FHD appears as a watery diarrhea in an otherwise normal and healthy seeming foal. Foals with FHD remain vigorous and continue to nurse. Only rarely do foals become clinically dehydrated and require treatment.
In contrast, if a foal of this age has diarrhea and loses its appetite or seems depressed or lethargic, you should consult your vet immediately because other illnesses that cause diarrhea in foals are much more serious and life-threatening, and it is not always easy to differentiate.
Diagnosis is usually presumptive – meaning we assume that an otherwise healthy-seeming 1-2 week old foal with diarrhea “just has foal heat diarrhea”.

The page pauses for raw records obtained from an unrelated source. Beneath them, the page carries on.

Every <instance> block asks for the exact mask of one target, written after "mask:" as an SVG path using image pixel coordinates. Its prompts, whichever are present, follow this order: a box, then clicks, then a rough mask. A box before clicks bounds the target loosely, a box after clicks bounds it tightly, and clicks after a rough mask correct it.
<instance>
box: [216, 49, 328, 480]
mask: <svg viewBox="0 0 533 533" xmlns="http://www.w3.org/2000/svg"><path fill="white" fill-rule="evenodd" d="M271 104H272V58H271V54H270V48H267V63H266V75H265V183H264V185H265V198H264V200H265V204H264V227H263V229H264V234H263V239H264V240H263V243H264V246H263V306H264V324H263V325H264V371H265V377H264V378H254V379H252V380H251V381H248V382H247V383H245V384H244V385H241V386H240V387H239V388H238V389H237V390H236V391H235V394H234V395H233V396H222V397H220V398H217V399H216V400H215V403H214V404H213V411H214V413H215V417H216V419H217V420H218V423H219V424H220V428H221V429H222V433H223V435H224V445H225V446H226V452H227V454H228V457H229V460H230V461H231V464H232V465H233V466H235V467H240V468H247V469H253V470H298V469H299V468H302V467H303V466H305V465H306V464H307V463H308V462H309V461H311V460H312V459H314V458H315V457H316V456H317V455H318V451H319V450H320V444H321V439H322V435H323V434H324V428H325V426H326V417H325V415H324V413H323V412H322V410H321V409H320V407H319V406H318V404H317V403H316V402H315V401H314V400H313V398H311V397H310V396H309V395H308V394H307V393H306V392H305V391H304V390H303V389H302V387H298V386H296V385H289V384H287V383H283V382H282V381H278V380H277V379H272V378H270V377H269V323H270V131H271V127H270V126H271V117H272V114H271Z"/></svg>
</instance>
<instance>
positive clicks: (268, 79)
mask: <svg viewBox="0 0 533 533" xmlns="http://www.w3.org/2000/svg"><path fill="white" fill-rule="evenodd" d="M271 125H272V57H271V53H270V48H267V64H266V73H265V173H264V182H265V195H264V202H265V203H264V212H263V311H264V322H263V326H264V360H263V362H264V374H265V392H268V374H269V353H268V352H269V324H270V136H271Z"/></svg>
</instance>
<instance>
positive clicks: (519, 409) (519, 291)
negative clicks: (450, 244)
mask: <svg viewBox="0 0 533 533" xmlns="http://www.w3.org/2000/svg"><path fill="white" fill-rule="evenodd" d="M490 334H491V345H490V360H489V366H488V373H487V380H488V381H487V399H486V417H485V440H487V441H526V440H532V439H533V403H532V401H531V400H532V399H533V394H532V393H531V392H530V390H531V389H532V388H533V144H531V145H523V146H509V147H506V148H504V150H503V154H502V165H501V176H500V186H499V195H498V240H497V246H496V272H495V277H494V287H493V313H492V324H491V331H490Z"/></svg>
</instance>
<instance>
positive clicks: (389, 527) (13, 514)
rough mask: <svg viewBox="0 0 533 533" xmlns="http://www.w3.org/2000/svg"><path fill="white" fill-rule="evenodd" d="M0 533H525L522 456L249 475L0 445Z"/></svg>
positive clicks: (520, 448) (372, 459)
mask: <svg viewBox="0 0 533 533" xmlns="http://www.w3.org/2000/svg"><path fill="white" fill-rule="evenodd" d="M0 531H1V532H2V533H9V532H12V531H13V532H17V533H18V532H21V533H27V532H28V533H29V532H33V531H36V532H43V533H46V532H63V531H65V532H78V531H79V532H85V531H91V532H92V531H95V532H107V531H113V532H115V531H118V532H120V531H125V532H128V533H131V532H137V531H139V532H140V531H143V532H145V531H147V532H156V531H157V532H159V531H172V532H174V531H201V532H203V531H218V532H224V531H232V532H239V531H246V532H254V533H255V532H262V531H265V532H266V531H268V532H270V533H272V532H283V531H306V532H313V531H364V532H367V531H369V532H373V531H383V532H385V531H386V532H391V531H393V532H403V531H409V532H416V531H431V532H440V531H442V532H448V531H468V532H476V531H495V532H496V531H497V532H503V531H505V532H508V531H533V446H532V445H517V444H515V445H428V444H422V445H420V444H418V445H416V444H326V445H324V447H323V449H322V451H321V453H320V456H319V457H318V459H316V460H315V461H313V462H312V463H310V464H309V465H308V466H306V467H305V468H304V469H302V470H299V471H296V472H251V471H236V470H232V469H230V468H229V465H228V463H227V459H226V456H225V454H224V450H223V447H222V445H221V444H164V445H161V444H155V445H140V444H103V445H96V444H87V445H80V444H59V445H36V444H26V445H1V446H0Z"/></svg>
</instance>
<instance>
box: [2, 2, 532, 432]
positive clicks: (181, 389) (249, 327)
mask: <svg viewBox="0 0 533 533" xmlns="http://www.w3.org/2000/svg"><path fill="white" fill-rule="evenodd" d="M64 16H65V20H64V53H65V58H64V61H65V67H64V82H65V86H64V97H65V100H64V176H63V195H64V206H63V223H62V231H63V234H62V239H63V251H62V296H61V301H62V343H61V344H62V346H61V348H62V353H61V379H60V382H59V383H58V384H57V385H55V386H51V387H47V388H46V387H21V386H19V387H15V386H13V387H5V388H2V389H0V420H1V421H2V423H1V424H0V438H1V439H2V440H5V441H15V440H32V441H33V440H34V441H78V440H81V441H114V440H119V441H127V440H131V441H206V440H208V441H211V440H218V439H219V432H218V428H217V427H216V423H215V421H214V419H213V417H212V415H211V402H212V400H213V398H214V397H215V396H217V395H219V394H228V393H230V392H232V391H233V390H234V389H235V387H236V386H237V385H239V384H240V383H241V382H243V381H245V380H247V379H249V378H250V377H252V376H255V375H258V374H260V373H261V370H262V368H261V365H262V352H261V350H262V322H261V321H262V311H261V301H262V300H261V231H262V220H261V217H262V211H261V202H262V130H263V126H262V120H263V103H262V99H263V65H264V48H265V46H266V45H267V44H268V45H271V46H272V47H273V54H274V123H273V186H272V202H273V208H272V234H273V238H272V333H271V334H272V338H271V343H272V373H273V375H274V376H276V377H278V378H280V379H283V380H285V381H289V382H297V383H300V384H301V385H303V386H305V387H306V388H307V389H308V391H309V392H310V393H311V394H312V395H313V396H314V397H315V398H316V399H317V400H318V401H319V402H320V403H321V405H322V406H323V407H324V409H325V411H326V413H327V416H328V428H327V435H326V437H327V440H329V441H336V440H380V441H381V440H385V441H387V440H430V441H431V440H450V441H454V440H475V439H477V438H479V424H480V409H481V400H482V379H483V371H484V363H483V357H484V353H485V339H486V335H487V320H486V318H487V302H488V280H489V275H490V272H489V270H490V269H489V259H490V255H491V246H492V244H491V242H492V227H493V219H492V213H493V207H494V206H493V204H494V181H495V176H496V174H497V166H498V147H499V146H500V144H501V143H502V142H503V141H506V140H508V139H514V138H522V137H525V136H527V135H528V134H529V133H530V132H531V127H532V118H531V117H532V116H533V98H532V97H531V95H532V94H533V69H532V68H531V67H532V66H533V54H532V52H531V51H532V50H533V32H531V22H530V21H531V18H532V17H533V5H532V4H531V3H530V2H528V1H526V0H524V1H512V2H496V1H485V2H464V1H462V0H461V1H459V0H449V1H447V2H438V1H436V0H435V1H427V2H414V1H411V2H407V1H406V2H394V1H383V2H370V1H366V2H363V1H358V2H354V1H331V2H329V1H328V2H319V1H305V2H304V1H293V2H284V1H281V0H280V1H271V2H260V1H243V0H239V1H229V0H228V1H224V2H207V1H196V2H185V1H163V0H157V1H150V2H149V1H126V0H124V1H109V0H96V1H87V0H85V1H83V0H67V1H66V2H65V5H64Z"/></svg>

Treatment with anti-diarrheal medications like bismuth can be given, but are usually unnecessary and may not change the course of the diarrhea. Many horse owners like to apply Vaseline or Desitin or other soothing ointment to the rear end, to help lessen scalding the skin from the diarrhea.
FHD usually stops in its own at about 2 weeks of age, but can last for weeks in some cases.
Other Diagnoses Considered
Treatments May Include
Prognosis & Relevant Factors
The prognosis for typical Foal Heat Diarrhea is excellent. It usually stops without treatment in about 1-2 weeks.